A lack of unity will kill us all. Jesus knew this, and so did St. Paul. In fact, St. Paul used a lack of unity among the Jews to save his own life. He knew that the Pharisees, of which he was one, believed in the resurrection of the dead, and angels and spirit. He knew that the Sadducees did not (which, as one of my seminary professors used to say, is why they are sad, you see…). When Paul appealed to the Pharisees’ belief in the resurrection of the dead, he got them on their side, and the skirmish that ensued caused the commander to whisk Paul to safety. He was not to die this day; the Lord had other plans for him.
As Jesus gets ready for his own death in the gospel reading today, he prays for the unity of the first disciples. He knew that they would be challenged greatly by the world, because they were no longer of the world. They belonged to God now, and that would be the source of their unity. That unity would keep them together and ensure that a reasoned, unified message would be proclaimed throughout the world and throughout the ages. That was the only way the gospel could be proclaimed to every creature on earth.

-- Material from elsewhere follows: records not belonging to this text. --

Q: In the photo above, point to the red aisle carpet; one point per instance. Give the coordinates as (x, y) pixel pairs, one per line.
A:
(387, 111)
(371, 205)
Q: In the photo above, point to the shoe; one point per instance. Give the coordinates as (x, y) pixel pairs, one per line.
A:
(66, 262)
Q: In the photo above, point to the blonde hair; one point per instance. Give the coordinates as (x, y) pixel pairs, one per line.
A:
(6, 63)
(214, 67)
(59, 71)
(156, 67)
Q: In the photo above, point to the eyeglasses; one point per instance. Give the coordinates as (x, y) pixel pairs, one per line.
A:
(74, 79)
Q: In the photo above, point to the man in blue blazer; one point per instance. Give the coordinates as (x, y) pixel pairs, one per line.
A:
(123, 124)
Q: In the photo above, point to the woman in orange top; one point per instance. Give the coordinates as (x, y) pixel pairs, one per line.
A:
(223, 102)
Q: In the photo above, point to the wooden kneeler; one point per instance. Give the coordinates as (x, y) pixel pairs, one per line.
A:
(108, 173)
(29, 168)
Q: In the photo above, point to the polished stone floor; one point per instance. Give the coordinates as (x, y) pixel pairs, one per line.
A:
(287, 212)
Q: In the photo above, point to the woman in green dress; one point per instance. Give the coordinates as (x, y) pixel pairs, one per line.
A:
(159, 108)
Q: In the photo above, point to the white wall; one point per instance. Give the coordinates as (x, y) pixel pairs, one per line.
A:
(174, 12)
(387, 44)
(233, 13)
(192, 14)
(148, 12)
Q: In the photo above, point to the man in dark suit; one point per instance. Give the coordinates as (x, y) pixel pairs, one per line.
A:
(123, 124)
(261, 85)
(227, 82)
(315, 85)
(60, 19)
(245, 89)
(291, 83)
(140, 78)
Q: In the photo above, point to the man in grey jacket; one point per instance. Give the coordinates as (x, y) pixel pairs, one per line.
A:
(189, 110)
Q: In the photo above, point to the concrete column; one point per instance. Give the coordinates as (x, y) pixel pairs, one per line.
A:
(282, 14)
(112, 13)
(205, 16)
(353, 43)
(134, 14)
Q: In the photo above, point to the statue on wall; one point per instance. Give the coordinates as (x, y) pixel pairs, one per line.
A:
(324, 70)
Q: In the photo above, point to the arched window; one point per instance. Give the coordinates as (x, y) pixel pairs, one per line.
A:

In our day, unity is just as critical as it ever was. We still believe in ONE holy, catholic and apostolic church. We believe that Jesus came to found just ONE church, and that the fragmentations that exist among us are the result of sinfulness and broken humanity. We need to be people who witness to the joy of our faith so that we can bind up all that disunity and become once again one people, healed of all divisions. We are called to be one, just as Jesus and the Father are one, so that we can witness to all the world the saving power of our one, almighty God.